Kamban and Velu hooted and shook hands.
“Stop showing off your Peter business,” said Arul, in Tamil. “Ithellam vellaiku aghadhu.”
“My chariot,” continued Kamban, and extended an imperious hand in the direction of his vehicle. He had recently reupholstered his seat. To better accommodate his widening ass, he had said proudly. The backseat needed redoing, but it wasn’t a priority as yet. Behind the backseat was a particularly deep compartment, in which he usually stored his tiffin carrier of home-cooked lunch, a small bottle or two of TASMAC-controlled or bootlegged liquor, some reading material – and once, by way of a strange conversation with a poultry butcher – a live chicken.
“Pass me the firewater!” he roared.
Kandan, unimpressed, decanted a couple of shots’ worth of rum into his brother’s outstretched tumbler before his demands could get more dramatic. Kamban always got like this when they were drinking. He knew it might be amusing for their friends, but having watched a variation of these exact theatrics for over a dozen years, ever since his brother had picked up the habit, he felt the vague boredom of wanting to switch channels.
“Ah, the prayer has come to me,” said Kamban in a gravelly voice, and stood up. “As a… calf comes to its mother.” He placed one foot on the bench and a hand on his considerable hip.
“Still on the cow idea, then?” asked Velu. “Going back to your country roots?”
“Why not, Velanne, why not?” said Kamban, and he did the moustachio-stroking thing that made Kandan want to smack him. “The more I turn the thought around in my heart, as I myself turn the wheel, the more it agrees with me. And – ” he turned to Kandan. “I won’t have to tie it up fry it up anyway because I am going to sell it, for money.”
“Dei madaiyya,” said Kandan. “You don’t turn any wheels. You sit your ass down on a seat and hold handlebars, like a boy riding a bike.”
At this, even Arul whooped with laughter.
“And you, you drive a BMW? Or a limousine, gifted to you by Sonia Gandhi?” challenged Kamban.
“I drive an autorickshaw, and so do you. At least I don’t think myself a god.”
Kamban laughed a deep, affected laugh.
“You take a few sips and then you grow horns, do you?” Kandan couldn’t help himself. The rum had given him some vigor too.
“Like your poor cow,” contributed Arul from his backseat.
“Big horns,” muttered Kandan. Whenever he was with his brother he felt this way, boyish and irritable. His brother was older, wittier, more effervescent, like a Sivaji Ganesan in regulation khaki. Also, he was mustachioed.
Kamban looked at Kandan. He shook his head. “I think my brother needs to get married,” he said to Velu.
Velu chewed his drumstick, bought at from a curbside briyani kiosk and gone cold after an hour, with serious concentration. “Mmm. Yes. You should get married.”

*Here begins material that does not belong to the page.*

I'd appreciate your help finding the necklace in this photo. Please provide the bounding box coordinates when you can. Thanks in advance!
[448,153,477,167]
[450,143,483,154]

He pointed the bone at Kandan. “I also think your brother may have a point.”
“How old are you now, anyway?” said Kamban, as if he didn’t know. “24? 25? At your age I had a son and another little one on the way.”
Kandan liked his sister-in-law too much to resort to the comeback on the tip of his tongue. He scowled.
Satisfied that his brother didn’t have a response, Kamban settled back on the bench, and decided it was time to roll one.
He took an old camera roll cylinder out of his pants pocket, laid a crisp napkin on the bench, and gave his weed another good round of crumbling.
Velu gathered the phlegm in his throat noisily and aimed a thick spit at the gate of the construction site. Kandan lit an ordinary cigarette and went to sit in his own auto, facing the other way. Arul let out a phenomenal fart and then groaned. Velu grunted but didn’t look up.
A silence interrupted only by the sound of Kamban, incumbent demigod, lighting a match settled upon the group. Somewhere on the next street, another autorickshaw driver aimlessly pressed his horn as he careened through the stretch, with surely no other moving thing in his way. Not even a funeral today, with its grand drums and dancing and petal-throwing through the route to the cremation ground.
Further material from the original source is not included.